Sayangnya, Agus tidak mengetengahkan contoh tokoh guru berkualitas untuk dapat dipelajari dan diambil keteladanan. Esai ini hendak membincangkan seorang guru Jawa sekaligus sastrawan terkemuka yang punya peran penting dalam jagad pendidikan kita.
‘Angka Siji’
Lelaki ini kelahiran Klaten. Tugasnya tak berhenti di kelas, mengawani peserta didik mencecap ilmu. Dari jemarinya, menetes belasan buku yang digandrungi banyak orang periode 1915-1943. Ia dinyatakan sebagai pengarang sastra Jawa dari zaman Balai Pustaka yang produktif. Pria ini bernama Raden Tumenggung Yasawidagda (1885-1958).

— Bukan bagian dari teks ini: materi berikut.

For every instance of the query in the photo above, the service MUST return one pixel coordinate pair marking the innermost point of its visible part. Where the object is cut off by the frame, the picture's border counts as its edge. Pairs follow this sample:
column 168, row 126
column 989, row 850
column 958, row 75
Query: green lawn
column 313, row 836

Memulai debut sebagai guru di sekolah angka siji di Solo tahun 1906. Kinerjanya bagus dilirik pemerintah Belanda, lantas diminta memegang sekolah di Kendal, dan dioper ke Ngawi sebagai mantri guru. Kedigdayaannya sebagai pendidik dan ‘tukang angon’ bocah diuji ketika diminta bergabung membesarkan Algemmene Middelbare School di Solo (1925-1932). Institusi pendidikan setingkat sekolah menengah atas ini bak besi sembrani dan laris. Pada era 1926, tercatat sekolahan ini sudah memperoleh murid lebih dari 100 orang. Mereka berasal dari Ambon, Batak, Padang, Aceh, Betawi, Priyangan, Madura, Sumatra, Bali, dan Jawa bagian tengah, serta kelompok Tionghoa dan Belanda. Sekolah yang mengembangkan bidang sastra Timur ini dinahkodai pakar sejarah Indonesia kuno, Dr Stutterheim.

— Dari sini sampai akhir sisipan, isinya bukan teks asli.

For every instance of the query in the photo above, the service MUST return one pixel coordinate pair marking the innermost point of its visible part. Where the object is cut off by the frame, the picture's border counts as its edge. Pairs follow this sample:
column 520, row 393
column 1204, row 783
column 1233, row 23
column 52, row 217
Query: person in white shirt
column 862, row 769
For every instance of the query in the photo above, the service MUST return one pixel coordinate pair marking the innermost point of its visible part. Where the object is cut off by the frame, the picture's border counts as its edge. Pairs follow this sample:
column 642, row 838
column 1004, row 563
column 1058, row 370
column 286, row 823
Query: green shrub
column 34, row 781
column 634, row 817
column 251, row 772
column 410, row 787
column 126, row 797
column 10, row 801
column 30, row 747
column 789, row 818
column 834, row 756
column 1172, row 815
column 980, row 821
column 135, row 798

Karena banyak siswa dari tanah sabrang, dibuatkan asrama. Merujuk Gouvernementbesluit 28 Juni 1926 No 30, Yasawidagda ditunjuk memegang internaat Hapsara yang dibuka Juli 1926. Umumnya, asrama dipimpin orang Belanda bergaji f 300-350 perbulan. Uniknya, asrama AMS ini justru dipegang Yasawidagda yang notabene orang Jawa. Pertimbangannya, ia dianggap bisa mendampingi siswa belajar adat, tata cara dan Bahasa Jawa.

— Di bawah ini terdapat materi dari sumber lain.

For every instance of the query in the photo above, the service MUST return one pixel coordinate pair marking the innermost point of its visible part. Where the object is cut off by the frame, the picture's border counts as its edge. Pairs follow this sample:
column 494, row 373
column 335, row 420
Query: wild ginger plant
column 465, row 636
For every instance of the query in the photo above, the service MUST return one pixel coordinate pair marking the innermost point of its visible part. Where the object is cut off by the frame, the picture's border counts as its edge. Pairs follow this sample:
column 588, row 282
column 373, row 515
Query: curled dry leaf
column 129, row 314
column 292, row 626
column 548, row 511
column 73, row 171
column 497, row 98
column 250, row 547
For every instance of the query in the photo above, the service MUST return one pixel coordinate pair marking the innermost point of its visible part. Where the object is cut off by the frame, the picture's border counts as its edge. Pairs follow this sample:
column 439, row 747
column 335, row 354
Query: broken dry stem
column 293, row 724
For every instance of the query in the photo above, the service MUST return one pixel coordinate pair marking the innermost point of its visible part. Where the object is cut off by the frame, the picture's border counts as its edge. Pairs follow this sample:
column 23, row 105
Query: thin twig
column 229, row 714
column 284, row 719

Dalam Serat Pengetan Gesangipun Yasawidhagdga (1950) dikabarkan, aktivitas dan pola hidup penghuni pondokan diatur rapi di bawah asuhan Yasawidagda. Sepulang sekolah, pukul 16.00 WIB mereka leluasa memainkan musik keroncong. Kemudian pukul 17.00-19.00 WIB boleh bermain ke luar asrama. Waktu belajar pukul 19.00-20.00 WIB, dan disusul santap malam sampai pukul 21.00. Setelah itu, penghuni asrama dipersilakan istirahat, entah tidur maupun belajar. Saban Sabtu, penghuni makan enak sembari belajar rupa-rupa cara bersantap seperti idheran (pelayan keliling), prasmanan, pesta, dan cara Jawa. Mempelajari aneka model makan tersebut, dengan harapan mereka tidak memalukan atau mengecewakan jika kelak menjadi tokoh atau orang penting.